7th February 1964: The Beatles break America. And badly.
Some anniversaries are unforgettable, indeed the 6th of February to a Manchester United supporter of a certain age would always be a date as memorable as one’s own birthday, but fused with those dismal images of the stricken Elizabethan airliner and the accompanying pictorial roll call of the victims.
The 9/11 disaster, without the Americanised mnemonic would be probably be recalled as another iconic image, rather than a particular day, that signified abysmal loss.
An anniversary whose date won’t mean much, but whose picture certainly will, involves another aircraft. This time it’s a Boeing 707 that, as far as we know, goes on to fly many more trouble-free miles as a transatlantic clipper. Just over forty-seven years ago Flight 101 lands at New York and on board are a British rock 'n'roll band. They are photographed descending those Pan-Am steps whose blue confident logo was irretrievably and fatally stamped on the hellish images from Lockerbie in 1988. To a wage-earning musician in America in those days, from lounge jazz trios, doo-wop groups to bourbon-laced crooners, it was a day that would profoundly affect their collective futures.
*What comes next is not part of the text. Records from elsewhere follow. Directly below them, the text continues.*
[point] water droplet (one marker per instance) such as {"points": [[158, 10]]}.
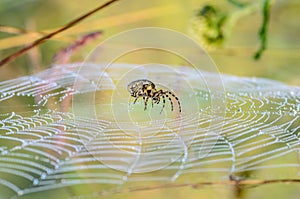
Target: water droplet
{"points": [[35, 181]]}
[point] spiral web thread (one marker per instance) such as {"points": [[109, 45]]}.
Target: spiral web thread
{"points": [[44, 149]]}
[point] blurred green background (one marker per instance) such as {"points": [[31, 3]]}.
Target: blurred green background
{"points": [[24, 21]]}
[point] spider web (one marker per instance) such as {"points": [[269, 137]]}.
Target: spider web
{"points": [[45, 149]]}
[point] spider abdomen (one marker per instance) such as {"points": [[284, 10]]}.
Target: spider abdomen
{"points": [[146, 89]]}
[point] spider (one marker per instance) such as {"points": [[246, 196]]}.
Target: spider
{"points": [[146, 89]]}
America, the home of jazz and rock and roll, had managed, by its sheer wealth of material, talent and entrepreneurial chutzpah, to turn entertainment into an industry.
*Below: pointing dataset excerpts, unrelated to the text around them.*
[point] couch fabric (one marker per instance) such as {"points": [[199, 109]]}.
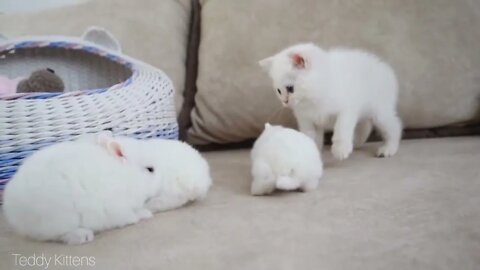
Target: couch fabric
{"points": [[431, 44], [155, 32], [416, 210]]}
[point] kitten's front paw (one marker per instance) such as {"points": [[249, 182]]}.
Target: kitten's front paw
{"points": [[387, 151], [341, 150], [144, 214]]}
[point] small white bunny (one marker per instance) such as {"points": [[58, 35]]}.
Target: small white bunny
{"points": [[284, 159], [70, 190]]}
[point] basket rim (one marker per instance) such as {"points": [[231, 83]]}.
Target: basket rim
{"points": [[9, 46]]}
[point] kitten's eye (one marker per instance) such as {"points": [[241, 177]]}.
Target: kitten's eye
{"points": [[150, 169], [290, 89]]}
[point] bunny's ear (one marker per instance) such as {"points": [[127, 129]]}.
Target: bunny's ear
{"points": [[266, 63], [106, 140], [116, 149]]}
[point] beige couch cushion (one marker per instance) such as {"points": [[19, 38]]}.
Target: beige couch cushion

Literally owning the copyright on post-war popular culture, they had successfully exported the experience of a rich, limitless, American life. A style of living that had such potency for the young inhabitants of drab, bombed-out Britain.
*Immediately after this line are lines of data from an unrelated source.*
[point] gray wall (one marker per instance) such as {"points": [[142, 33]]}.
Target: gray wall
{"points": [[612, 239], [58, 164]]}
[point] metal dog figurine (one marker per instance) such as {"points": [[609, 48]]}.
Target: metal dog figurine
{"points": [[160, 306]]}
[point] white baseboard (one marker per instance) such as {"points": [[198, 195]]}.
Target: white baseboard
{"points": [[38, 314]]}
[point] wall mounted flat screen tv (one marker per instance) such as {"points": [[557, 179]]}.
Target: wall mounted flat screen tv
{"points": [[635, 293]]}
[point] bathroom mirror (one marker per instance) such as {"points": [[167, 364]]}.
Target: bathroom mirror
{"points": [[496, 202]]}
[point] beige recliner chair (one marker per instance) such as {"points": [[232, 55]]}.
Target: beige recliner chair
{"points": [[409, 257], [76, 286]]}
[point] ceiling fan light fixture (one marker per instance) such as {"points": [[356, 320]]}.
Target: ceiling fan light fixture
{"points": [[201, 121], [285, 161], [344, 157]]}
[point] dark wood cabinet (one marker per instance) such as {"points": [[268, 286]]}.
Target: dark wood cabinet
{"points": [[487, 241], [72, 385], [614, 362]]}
America had spawned Rock 'n' Roll; they had given us Elvis, Buddy Holly, Little Richard, Chuck Berry and Jerry Lee Lewis. We had, er, Lonnie ‘Putting On The Agony’ Donegan, Joe Brown, Adam Faith and, of course dear Cliff…
How secure those American performers must have felt. Singing their real American Rock 'n' Roll in their real American voices. Would anyone have bought a Marty (Kim’s Dad) Wilde record in Manhattan? It’s doubtful that his face was ever shown on American television or his music ever played. Why would it be? Those Brits; how sweet, they must have thought.
How sweet indeed, until 7th February in 1964, when 3,000 fans greet the American Clipper Flight 101 from London delivering The Beatles to America.
To anybody who was a young teenager the image is unforgettable – John in his leather cap, the band bemused, embarrassed, even – but the date is a statistic that means little compared to the incredible figures that chart their fortunes after clearing Immigration.
They had broken the gates of the citadel, and within a week had changed Rock 'n' Roll for all time.